The CFTC unanimously approved proposed interpretive guidance on the cross-border application of the swaps provisions of the Dodd-Frank Act. The proposed guidance would interpret Section 2(i) of the Commodity Exchange Act (as amended by the Dodd-Frank Act), which states that the swaps provisions enacted as part of the Dodd-Frank Act shall not apply to activities outside the United States unless those activities have a direct and significant connection with activities in, or effect on, United States commerce.
The proposed guidance would interpret the term “U.S. person” to include (i) any natural person who is resident in the United States, (ii) any corporation, partnership, or similar entity either (A) organized or incorporated under the laws of the United States or having its principal place of business in the United States, or (B) whose owners are responsible for the liabilities of such entity and one or more of whom is a U.S. person; or (iii) individual accounts, commodity pools, and other vehicles majority owned by U.S. persons or whose operator would be required to register as a commodity pool operator. The guidance notes that, generally, a foreign branch or agency of a U.S. person would itself meet the definition of “U.S. person,” while a foreign affiliate or subsidiary of a U.S. person would not.

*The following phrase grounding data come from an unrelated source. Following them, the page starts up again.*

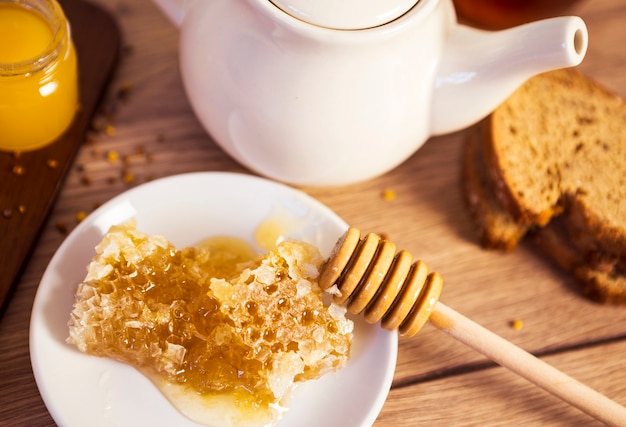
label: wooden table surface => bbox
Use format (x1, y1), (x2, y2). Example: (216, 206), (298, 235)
(1, 0), (625, 425)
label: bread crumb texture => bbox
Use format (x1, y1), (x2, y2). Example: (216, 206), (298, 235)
(468, 69), (626, 303)
(488, 69), (626, 251)
(67, 221), (353, 410)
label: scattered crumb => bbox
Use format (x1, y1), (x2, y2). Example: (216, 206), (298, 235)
(55, 221), (68, 235)
(510, 319), (524, 330)
(107, 150), (119, 162)
(76, 211), (88, 223)
(11, 164), (25, 175)
(47, 159), (59, 168)
(18, 205), (26, 214)
(90, 117), (105, 133)
(116, 81), (133, 102)
(382, 189), (396, 201)
(122, 170), (135, 184)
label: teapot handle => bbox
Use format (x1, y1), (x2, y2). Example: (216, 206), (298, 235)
(152, 0), (196, 28)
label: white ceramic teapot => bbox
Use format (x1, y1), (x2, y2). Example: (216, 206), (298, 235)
(153, 0), (587, 186)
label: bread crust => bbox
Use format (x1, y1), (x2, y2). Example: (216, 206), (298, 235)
(483, 68), (626, 252)
(463, 69), (626, 303)
(461, 123), (528, 250)
(533, 218), (626, 304)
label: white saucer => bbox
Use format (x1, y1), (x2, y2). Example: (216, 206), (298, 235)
(30, 172), (397, 427)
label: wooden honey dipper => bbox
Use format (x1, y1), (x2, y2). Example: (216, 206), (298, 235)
(319, 228), (626, 426)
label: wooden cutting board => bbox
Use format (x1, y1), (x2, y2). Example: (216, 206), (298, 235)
(0, 0), (120, 311)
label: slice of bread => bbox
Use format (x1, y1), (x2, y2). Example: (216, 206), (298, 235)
(532, 218), (626, 304)
(484, 69), (626, 247)
(462, 122), (529, 250)
(462, 69), (626, 303)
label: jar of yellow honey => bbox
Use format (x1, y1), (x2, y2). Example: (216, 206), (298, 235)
(453, 0), (584, 30)
(0, 0), (78, 152)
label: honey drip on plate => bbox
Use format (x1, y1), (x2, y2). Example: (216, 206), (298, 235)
(67, 222), (353, 426)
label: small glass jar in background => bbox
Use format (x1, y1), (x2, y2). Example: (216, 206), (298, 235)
(453, 0), (585, 30)
(0, 0), (79, 152)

The proposal would offer guidance regarding swap dealers and major swap participants, noting that the statutory definitions of “swap dealer” and “major swap participant” neither contain geographic limitations nor distinguish between U.S. and non-U.S. swap dealers or major swap participants. Building on the de minimis thresholds established in the entity definition rules, the guidance proposes that a non-U.S. person whose level of swap dealing with U.S persons as counterparties exceeds the de minimis threshold would be required to register with the CFTC as a swap dealer. The value of transactions with foreign branches of registered U.S. swap dealers would not be included for purposes of this calculation. However, the calculation would include the value of any swap dealing transaction between the non-U.S. person or any of its non-U.S. affiliates under common control, on the one hand, and a U.S. person (other than foreign branches of U.S. persons registered as swap dealers), on the other. It would also include the value of any swap dealing transaction between the non-U.S. person or any of its non-U.S. affiliates under common control where its obligations or the obligations of a non-U.S. affiliate are guaranteed by U.S. persons. A roughly similar analysis would apply to major swap participants.
Once registered, non-U.S. swap dealers and non-U.S. major swap participants would become subject to the Dodd-Frank Act provisions applicable to registered swap dealers and major swap participants. However, the CFTC indicated that it would apply its authority “in a manner consistent with principles of international comity.” To accomplish this, the proposed guidance would divide the relevant Dodd-Frank Act provisions into two categories: “entity-level requirements,” which would apply to the firm or entity as a whole, and “transaction-level requirements,” which would apply to an individual swap. Entity-level requirements would include statutory provisions and CFTC regulations regarding capital adequacy, risk management, chief compliance officers, and various record-keeping and reporting rules, which apply across all of a registrant’s swaps regardless of the counterparty or location of individual swaps. Transaction-level requirements would include (i) clearing and swap processing, (ii) margining and segregation for uncleared swaps, (iii) trade execution, (iv) swap trading relationship documentation, (v) portfolio reconciliation and compression, (vi) real-time public reporting, (vii) trade confirmation, (viii) daily trading records, and (ix) external business conduct standards.
The proposed guidance would require registered non-U.S. swap dealers and non-U.S. major swap participants to comply with the entity-level requirements, although “substituted compliance,” in which complying with foreign regulations would be deemed to satisfy this requirement, would be permitted in certain circumstances. The proposed guidance would, however, require non-U.S. swap dealers and non-U.S. major swap participants to comply with the transaction-level requirements for all their swaps with U.S. persons, other than foreign branches of U.S. persons, as counterparties. Substituted compliance would generally not be permitted for transaction-level requirements.
Although the CFTC is not required to solicit comments on interpretive guidance, it has chosen to do so here. Comments are due 45 days after the guidance’s forthcoming publication in the Federal Register.